El pasado mes de febrero, un juzgado de Almería decretó la paralización de las obras hasta que se aclare su legalidad.


En Murcia hay proyectados 42 campos de golf

Un poco más hacia el norte, en Murcia, es difícil elegir un ejemplo de explosión inmobiliaria. La mayoría de los pueblos de esta región está en plena renovación de sus respectivos PGOU (Planes Generales de Ordenación Urbana). El resultado es que hay 42 campos de golf en proyecto, cada uno con miles de viviendas asociadas.

Sólo uno de los 45 municipios de la región consigue destacar: Alhama, que ha dicho ‘no’ a la macrourbanización de 12.500 viviendas que le correspondía (para una población actual de 18.300 habitantes). El pasado mes de febrero, el Ayuntamiento no aprobó las obras porque una concejala del PP se negó a hacerlo. Provocó una tormenta política en el PP de Murcia y el caciquil enfado de la mayor constructora de la región, Polaris World.


Valencia, amonestada por el Parlamento Europeo

La Comunidad Valenciana no se queda atrás en esta carrera por cimentar cada palmo de tierra.
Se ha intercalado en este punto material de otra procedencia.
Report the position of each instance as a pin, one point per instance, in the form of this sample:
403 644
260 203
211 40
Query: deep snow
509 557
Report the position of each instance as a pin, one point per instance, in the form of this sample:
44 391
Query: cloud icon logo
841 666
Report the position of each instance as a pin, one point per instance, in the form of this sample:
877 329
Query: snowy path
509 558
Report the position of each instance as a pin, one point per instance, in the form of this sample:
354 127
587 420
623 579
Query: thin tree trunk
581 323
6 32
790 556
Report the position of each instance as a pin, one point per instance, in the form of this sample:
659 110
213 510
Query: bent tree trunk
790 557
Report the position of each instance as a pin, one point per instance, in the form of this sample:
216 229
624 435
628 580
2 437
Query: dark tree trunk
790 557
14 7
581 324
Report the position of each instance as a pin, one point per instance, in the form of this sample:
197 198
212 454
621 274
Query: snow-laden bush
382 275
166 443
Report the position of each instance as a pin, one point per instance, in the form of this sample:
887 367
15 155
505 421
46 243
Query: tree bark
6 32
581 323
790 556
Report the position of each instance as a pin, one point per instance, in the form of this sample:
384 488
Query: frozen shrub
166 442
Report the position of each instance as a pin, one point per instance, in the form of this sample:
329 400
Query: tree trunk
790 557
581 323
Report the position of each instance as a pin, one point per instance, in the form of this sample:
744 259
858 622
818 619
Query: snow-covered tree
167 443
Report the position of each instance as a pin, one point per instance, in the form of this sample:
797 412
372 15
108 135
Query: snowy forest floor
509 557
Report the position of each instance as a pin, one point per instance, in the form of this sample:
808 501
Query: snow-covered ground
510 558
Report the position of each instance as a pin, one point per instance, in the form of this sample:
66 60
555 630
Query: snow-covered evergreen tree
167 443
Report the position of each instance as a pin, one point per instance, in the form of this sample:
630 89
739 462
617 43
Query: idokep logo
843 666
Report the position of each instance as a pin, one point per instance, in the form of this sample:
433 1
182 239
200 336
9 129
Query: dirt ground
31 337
O por lo menos, eso es lo que se desprende de las advertencias del Parlamento Europeo a las Cortes Valencianas para que cambien la LUV, la nueva ley urbanística que prepara esta comunidad.

El Parlamento de la UE pidió en diciembre a las autoridades levantinas que pararan todos los grandes proyectos inmobiliarios mientras que no se modifique el texto de la LUV, en respuesta a las 15.000 quejas -muchas de ellas de ciudadanos de otros países de la UE y residentes en la Comunidad Valenciana- recibidas por la comisión de Peticiones del Parlamento sobre abusos urbanísticos en la aplicación de la LRAU de 1994.


Castellón será un inmenso parque temático

En Castellón, una superficie equivalente a 1.800 campos de fútbol se convertirá en una inmensa zona de ocio: viviendas, restaurantes, balnearios, pistas de esquí, un parque temático y mucho golf. La empresa que lo promueve es la propietaria de Marina d´Or, una zona residencial en Oropesa del Mar compuesta de altos edificios y establecimientos hoteleros que repiten el nombre del complejo hasta la saciedad.

La empresa, llamada Construcciones Castellón, sostiene que el proyecto “será muy respetuoso con el medio ambiente” porque tendrá más de 9 millones de hectáreas de zonas verdes. Pese a que el ayuntamiento de Oropesa aprobó el pasado septiembre las obras, la polémica acompaña al proyecto.

Los ecologistas se quejan de que una de las carreteras que se están construyendo para completar el complejo turístico, el vial Cabanes-Oropesa, cruzará el protegido paraje del Desierto de las Palmas y, en general, que un cambio tan radical del paisaje hipotecará el futuro de la zona.

La costa mediterránea lleva camino de convertirse en una única y alargada ciudad. El interior de la península quedará para quien tenga el estrambótico capricho de ver tierra rústica. Otros tendrán que cruzar el mar.